Each clause has a unique purpose to structure your query but importantly, they're not required to be used in every query.

SELECT

The select clause states what columns should be returned by your query. You can use * (an asterisk) to return all columns in your table or separate specified columns with a comma. When things get a little more complicated, you can also add calculations for columns in your SELECT clause. Not only does this include aggregations like sum or average, but also if statements and other fun stuff.

In the example below, I'm asking for all columns from the people table to be returned.

SELECT *
FROM people;

In the example below, I'm asking for the region, order_id and customer_id from the orders table to be returned. It's typically best practice to put the comma in front of your columns to separate them because if you change your mind about the end column, you're far less likely to be left with a lingering comma given that you'd delete it together with customer_id. Note that the columns will be returned in the order that they are stated in the query too.

SELECT
region
,order_id
,customer_id
FROM orders;

FROM

From specifies what table you're choosing from a database. You have the example from above so there's not much point reiterating the same examples.

JOIN

Join is used when you want to collate information from two or more tables.

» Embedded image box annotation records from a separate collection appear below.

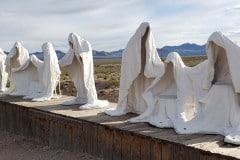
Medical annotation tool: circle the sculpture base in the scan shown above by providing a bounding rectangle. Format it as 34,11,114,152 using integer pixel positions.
0,96,240,160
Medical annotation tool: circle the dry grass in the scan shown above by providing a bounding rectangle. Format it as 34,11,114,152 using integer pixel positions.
61,56,206,102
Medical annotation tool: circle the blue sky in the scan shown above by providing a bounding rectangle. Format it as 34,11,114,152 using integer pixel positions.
0,0,240,52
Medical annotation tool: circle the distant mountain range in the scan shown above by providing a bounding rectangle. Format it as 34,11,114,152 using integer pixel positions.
5,43,206,59
93,43,206,58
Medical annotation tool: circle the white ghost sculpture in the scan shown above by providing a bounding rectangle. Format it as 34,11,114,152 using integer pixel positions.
7,42,61,101
0,48,8,92
26,42,61,101
59,33,109,109
4,42,29,94
105,22,165,116
130,32,240,145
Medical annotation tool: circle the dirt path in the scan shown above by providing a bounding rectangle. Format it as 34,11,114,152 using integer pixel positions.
0,131,100,160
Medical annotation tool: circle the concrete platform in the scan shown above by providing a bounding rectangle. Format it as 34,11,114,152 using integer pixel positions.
0,96,240,160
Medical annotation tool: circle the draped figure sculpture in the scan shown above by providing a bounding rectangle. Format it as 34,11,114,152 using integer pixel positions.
130,32,240,145
6,42,61,101
0,48,8,92
59,33,109,109
4,42,29,94
25,42,61,101
105,22,165,116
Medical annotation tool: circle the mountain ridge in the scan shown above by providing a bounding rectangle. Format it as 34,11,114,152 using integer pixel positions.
4,43,206,59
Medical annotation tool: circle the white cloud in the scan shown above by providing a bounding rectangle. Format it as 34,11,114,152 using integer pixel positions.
0,0,240,52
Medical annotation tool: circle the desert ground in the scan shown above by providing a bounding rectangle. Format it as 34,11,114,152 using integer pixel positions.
0,57,206,160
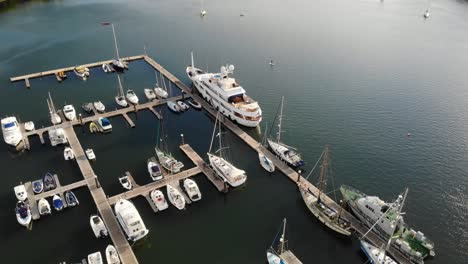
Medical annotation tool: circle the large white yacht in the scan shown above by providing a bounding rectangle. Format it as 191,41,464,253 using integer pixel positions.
1,116,23,147
114,199,149,242
186,53,262,127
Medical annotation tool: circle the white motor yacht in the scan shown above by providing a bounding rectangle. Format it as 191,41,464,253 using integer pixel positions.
184,179,201,202
89,215,109,238
63,147,75,160
166,184,185,210
114,199,149,242
186,53,262,127
126,90,138,104
1,116,23,147
150,190,169,211
88,251,104,264
63,105,76,121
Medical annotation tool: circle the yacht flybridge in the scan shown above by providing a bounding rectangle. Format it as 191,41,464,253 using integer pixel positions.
186,53,262,127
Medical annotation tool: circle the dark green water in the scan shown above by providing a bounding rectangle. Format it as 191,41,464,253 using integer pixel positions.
0,0,468,263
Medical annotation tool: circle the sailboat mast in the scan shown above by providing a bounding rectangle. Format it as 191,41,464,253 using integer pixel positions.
276,96,284,143
111,24,120,60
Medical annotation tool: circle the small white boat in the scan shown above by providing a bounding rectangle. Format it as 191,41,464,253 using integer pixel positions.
126,90,138,104
102,63,112,73
93,101,106,113
63,147,75,160
166,184,185,210
13,184,28,202
188,99,201,110
167,101,181,113
52,194,63,211
150,190,169,211
63,105,76,121
24,121,35,131
184,179,201,202
37,198,52,216
97,117,112,132
15,201,32,226
144,88,156,101
89,215,108,238
85,149,96,160
88,251,104,264
106,245,120,264
177,101,190,111
119,176,133,190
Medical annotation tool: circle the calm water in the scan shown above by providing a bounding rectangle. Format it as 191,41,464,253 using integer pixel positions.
0,0,468,263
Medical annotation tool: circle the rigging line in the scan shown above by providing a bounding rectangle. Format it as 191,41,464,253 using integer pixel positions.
306,151,324,180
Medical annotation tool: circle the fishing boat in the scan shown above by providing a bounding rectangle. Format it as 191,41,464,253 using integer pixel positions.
24,121,35,131
144,88,156,101
119,176,133,190
267,97,305,168
184,179,201,202
258,123,275,172
115,74,128,107
266,218,302,264
52,194,63,211
73,66,89,81
85,149,96,160
88,251,104,264
125,90,138,105
65,191,80,207
297,146,351,236
13,184,28,202
177,101,190,111
89,215,109,238
32,179,44,194
147,158,163,181
97,117,112,133
340,185,435,263
43,172,57,192
188,99,201,110
114,199,149,242
186,53,262,127
150,190,169,211
106,245,120,264
81,103,93,113
207,112,247,187
63,105,76,121
101,63,112,73
37,198,52,216
15,201,32,226
93,101,106,113
63,147,75,160
166,184,185,210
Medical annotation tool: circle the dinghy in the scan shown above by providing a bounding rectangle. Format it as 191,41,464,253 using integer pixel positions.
13,184,28,201
44,172,57,192
89,215,108,238
37,198,52,216
106,245,120,264
15,201,32,226
63,147,75,160
52,194,63,211
166,184,185,210
33,179,44,194
65,191,80,207
119,176,133,190
150,190,169,211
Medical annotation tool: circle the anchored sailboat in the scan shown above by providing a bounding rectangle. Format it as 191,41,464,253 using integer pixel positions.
297,146,351,236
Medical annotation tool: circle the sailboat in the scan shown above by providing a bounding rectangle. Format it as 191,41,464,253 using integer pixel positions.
207,112,247,187
115,74,128,107
267,218,302,264
267,96,305,168
297,146,351,236
258,123,275,172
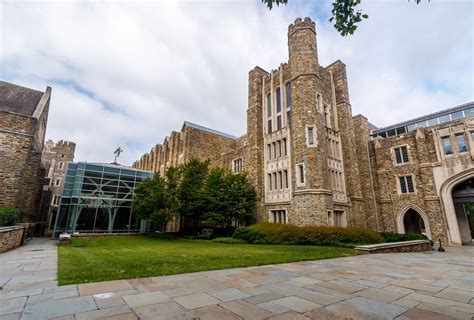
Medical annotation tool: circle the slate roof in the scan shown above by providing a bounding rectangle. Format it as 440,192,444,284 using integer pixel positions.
0,81,44,116
183,121,237,140
372,101,474,134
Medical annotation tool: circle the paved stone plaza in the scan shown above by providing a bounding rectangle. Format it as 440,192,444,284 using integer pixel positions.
0,239,474,320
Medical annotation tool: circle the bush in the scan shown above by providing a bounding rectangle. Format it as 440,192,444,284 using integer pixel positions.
233,223,383,247
232,227,265,243
380,232,428,242
212,237,247,244
0,207,20,227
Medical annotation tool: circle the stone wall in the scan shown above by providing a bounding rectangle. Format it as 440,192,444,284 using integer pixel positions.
0,111,44,222
0,226,25,253
0,85,51,222
40,140,76,235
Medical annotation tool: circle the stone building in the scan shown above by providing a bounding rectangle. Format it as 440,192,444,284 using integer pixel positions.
41,140,76,235
0,81,51,222
133,18,474,244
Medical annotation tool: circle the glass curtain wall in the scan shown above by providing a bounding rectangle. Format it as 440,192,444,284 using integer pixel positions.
53,162,153,238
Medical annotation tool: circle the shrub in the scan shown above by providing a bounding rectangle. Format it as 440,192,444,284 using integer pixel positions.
380,232,428,242
0,207,20,227
234,223,383,247
212,237,247,244
232,227,265,243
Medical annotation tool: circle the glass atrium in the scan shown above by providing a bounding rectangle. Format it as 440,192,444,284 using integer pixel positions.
53,162,153,238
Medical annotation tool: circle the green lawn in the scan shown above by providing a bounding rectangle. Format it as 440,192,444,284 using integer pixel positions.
58,236,359,285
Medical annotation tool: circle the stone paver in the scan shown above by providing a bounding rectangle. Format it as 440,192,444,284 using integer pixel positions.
174,293,219,310
270,297,321,313
209,288,250,302
0,239,474,320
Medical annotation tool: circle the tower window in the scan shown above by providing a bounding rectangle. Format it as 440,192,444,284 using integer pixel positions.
456,133,467,153
232,158,243,173
278,171,283,189
275,88,282,130
267,93,273,133
267,94,272,117
442,137,453,155
296,163,306,184
270,210,286,224
393,146,409,164
285,82,291,112
275,88,281,113
398,176,415,193
306,127,314,146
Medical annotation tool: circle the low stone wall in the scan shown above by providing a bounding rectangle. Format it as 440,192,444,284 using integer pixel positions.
0,226,25,253
355,240,431,253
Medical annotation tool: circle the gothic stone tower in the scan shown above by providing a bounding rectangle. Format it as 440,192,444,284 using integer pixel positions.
288,18,334,225
256,18,366,226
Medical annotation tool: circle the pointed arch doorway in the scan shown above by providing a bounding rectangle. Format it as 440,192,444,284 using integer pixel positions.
397,205,431,239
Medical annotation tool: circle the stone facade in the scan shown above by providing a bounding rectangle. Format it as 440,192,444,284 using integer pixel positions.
133,18,474,243
0,81,51,222
41,140,76,235
0,226,25,253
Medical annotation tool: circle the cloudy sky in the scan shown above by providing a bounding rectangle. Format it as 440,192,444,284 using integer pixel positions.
0,0,474,164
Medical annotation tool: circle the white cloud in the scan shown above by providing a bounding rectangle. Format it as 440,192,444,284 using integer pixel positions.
0,0,474,164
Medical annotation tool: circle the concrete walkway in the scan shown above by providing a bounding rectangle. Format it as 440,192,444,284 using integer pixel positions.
0,239,474,320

There are numerous types of join that can be specified (a quick google will provide some excellent Venn diagrams with the necessary syntax) and they require join clauses to specify the field they are joining on. Of note, the default join is an inner join so you don't need to specify that join type.

In the example below, I want to return order ID, region and whether the order was returned. To do this, I have to join my orders table with my returns table and this is done on the matching field of order ID. Because there is an order ID in both tables, if I simply wrote order_id = order_id, it wouldn't know which order ID I'm referring to in each case (this usually returns an ambiguous error). Therefore you have to label your tables in the join to refer to them elsewhere in the query. You could also use a join clause of orders.order_id = returns.orders_id but this can be a bit lengthy so I would recommend creating a short form reference.

SELECT
o.order_id
,o.region
,r.returned
FROM orders o
JOIN returns r
ON o.order_id = r.order_id;

In the example below, I'm using a left join to join the orders table with the returns table so I can see all of the orders and then identify which ones have been returned (as the returns table only shows returned orders). I've then joined this table onto the people table to see which regional managers are responsible for the different orders.

SELECT
o.order_id
,r.returned
,p.regional_manager
FROM orders o
LEFT JOIN returns r
ON o.order_id = r.order_id
JOIN people p
ON o.region = p.region;

WHERE

Where acts as a form of filter using the conditional format to eliminate false rows from the returned data.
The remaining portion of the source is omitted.